GNU Wget is a powerful tool when it comes to downloading files from the web or mirroring sites. It’s command line features can be daunting and not very obvious. With some experimentation, reading the (f..) manual and some Googling you can get it to do some pretty neat tricks for you.
All of that is from the command line too, which is great if you want to schedule this kind of magic or use it in a script.
For example, you might want to warm-up your site or WordPress blog so your homepage and all posts linked from it are present in your cache when a visitor arrives. I’m assuming you are using a caching on your site otherwise this is pretty pointless. For WordPress you can use a caching plugin like W3 Total Cache for example.
With Wget, it goes like this:
wget.exe http://n3wjack.net --spider --no-directories --level=1 --recursive
--accept-regex=n3wjack.net/20[1..9].*
The command line parameters (in order) mean something like:
- Crawl n3wjack.net.
- Crawl it like a spider (follow the links).
- Don’t create directories for downloads.
- Crawl 1 level deep (so anything linked on the homepage is OK, but don’t go deeper).
- Do this recursively (so it actually goes 1 level deep).

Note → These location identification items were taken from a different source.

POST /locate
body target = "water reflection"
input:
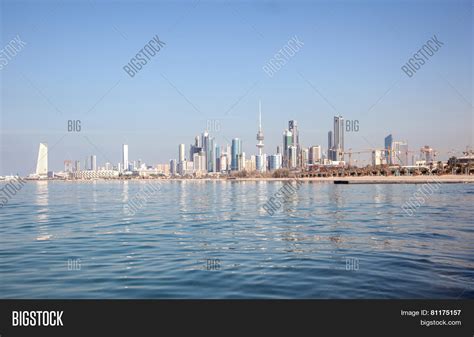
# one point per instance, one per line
(42, 212)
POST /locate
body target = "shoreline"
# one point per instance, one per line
(445, 179)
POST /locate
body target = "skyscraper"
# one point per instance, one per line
(287, 142)
(339, 137)
(211, 155)
(173, 167)
(314, 155)
(181, 148)
(236, 152)
(260, 159)
(42, 163)
(205, 147)
(388, 149)
(94, 163)
(293, 127)
(292, 157)
(330, 146)
(125, 157)
(399, 153)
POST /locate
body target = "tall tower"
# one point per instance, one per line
(94, 163)
(260, 131)
(42, 163)
(287, 142)
(181, 153)
(339, 137)
(125, 157)
(235, 153)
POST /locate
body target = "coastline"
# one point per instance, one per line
(445, 179)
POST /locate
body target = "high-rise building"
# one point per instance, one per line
(200, 163)
(314, 156)
(287, 142)
(241, 161)
(399, 153)
(275, 162)
(125, 156)
(260, 136)
(235, 152)
(292, 157)
(261, 158)
(224, 163)
(211, 155)
(293, 128)
(205, 146)
(304, 157)
(77, 166)
(42, 163)
(388, 149)
(377, 157)
(173, 167)
(181, 150)
(94, 163)
(339, 137)
(331, 146)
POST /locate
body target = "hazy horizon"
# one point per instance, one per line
(71, 68)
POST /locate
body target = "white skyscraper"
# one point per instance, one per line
(181, 153)
(125, 156)
(260, 159)
(42, 163)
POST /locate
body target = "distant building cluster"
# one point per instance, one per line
(204, 157)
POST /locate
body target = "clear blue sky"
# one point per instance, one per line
(214, 56)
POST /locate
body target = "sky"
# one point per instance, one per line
(209, 72)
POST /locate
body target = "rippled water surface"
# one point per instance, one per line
(198, 239)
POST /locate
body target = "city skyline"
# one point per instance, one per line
(168, 100)
(207, 156)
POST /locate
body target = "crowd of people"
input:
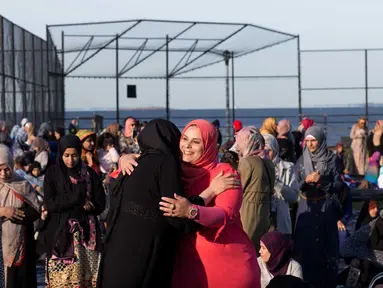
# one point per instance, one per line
(146, 205)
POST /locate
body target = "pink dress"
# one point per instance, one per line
(220, 254)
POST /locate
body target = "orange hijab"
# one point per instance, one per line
(199, 171)
(269, 126)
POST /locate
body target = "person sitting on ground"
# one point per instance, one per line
(231, 158)
(276, 259)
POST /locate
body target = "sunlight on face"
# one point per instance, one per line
(312, 144)
(89, 144)
(5, 172)
(265, 254)
(70, 157)
(191, 145)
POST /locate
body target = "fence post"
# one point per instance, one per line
(299, 79)
(366, 80)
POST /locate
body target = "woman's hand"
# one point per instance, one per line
(88, 205)
(128, 163)
(44, 213)
(178, 207)
(341, 226)
(89, 159)
(221, 183)
(12, 213)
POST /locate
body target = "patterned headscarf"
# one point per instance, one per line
(283, 128)
(316, 161)
(249, 142)
(271, 143)
(269, 126)
(279, 250)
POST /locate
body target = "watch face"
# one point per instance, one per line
(194, 212)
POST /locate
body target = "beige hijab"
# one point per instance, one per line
(14, 192)
(378, 131)
(269, 126)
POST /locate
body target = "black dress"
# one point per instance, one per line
(141, 242)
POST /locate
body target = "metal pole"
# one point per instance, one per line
(167, 79)
(25, 105)
(232, 87)
(14, 74)
(62, 75)
(227, 55)
(299, 79)
(3, 108)
(366, 80)
(117, 84)
(48, 76)
(43, 107)
(34, 118)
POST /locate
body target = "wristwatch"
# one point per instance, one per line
(193, 212)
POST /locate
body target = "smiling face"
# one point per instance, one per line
(88, 144)
(264, 253)
(70, 157)
(191, 145)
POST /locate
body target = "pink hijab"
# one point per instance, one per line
(283, 128)
(197, 172)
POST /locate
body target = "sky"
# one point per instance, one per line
(321, 24)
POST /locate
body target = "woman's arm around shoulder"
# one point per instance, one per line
(98, 193)
(224, 206)
(55, 200)
(295, 269)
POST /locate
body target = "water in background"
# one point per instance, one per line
(339, 120)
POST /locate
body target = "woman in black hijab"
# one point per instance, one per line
(73, 197)
(369, 212)
(140, 243)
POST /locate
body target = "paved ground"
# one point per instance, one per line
(41, 268)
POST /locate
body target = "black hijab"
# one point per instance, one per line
(62, 171)
(160, 136)
(62, 238)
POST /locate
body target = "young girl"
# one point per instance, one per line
(107, 153)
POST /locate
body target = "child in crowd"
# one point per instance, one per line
(107, 153)
(231, 158)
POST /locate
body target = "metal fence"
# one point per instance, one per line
(344, 78)
(31, 82)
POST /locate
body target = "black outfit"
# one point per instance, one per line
(64, 200)
(286, 150)
(298, 139)
(72, 129)
(217, 126)
(368, 269)
(141, 243)
(24, 276)
(371, 148)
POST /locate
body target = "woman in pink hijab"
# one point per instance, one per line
(375, 139)
(220, 254)
(286, 141)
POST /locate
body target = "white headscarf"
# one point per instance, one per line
(271, 143)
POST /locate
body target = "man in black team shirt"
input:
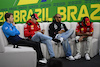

- Follow only links that start with
"/201..."
to"/209..."
(it’s a regular expression).
This one is a trick to have it only follow links to blog-posts because my URL scheme begins with the year of the post (2015, 2016, …). It’s good until 2099, which should do the trick I guess. :)
This way I’m also avoiding it loading all tag, category or page links.
If your site has a different URL scheme you’ll have to change the accept regex pattern to fit your scheme.
You can download Wget from the GNU site. It’s Open Source and is available for Windows, Mac and various Unix systems.
For Chocolatey users, there is a wget package available to install it on your system.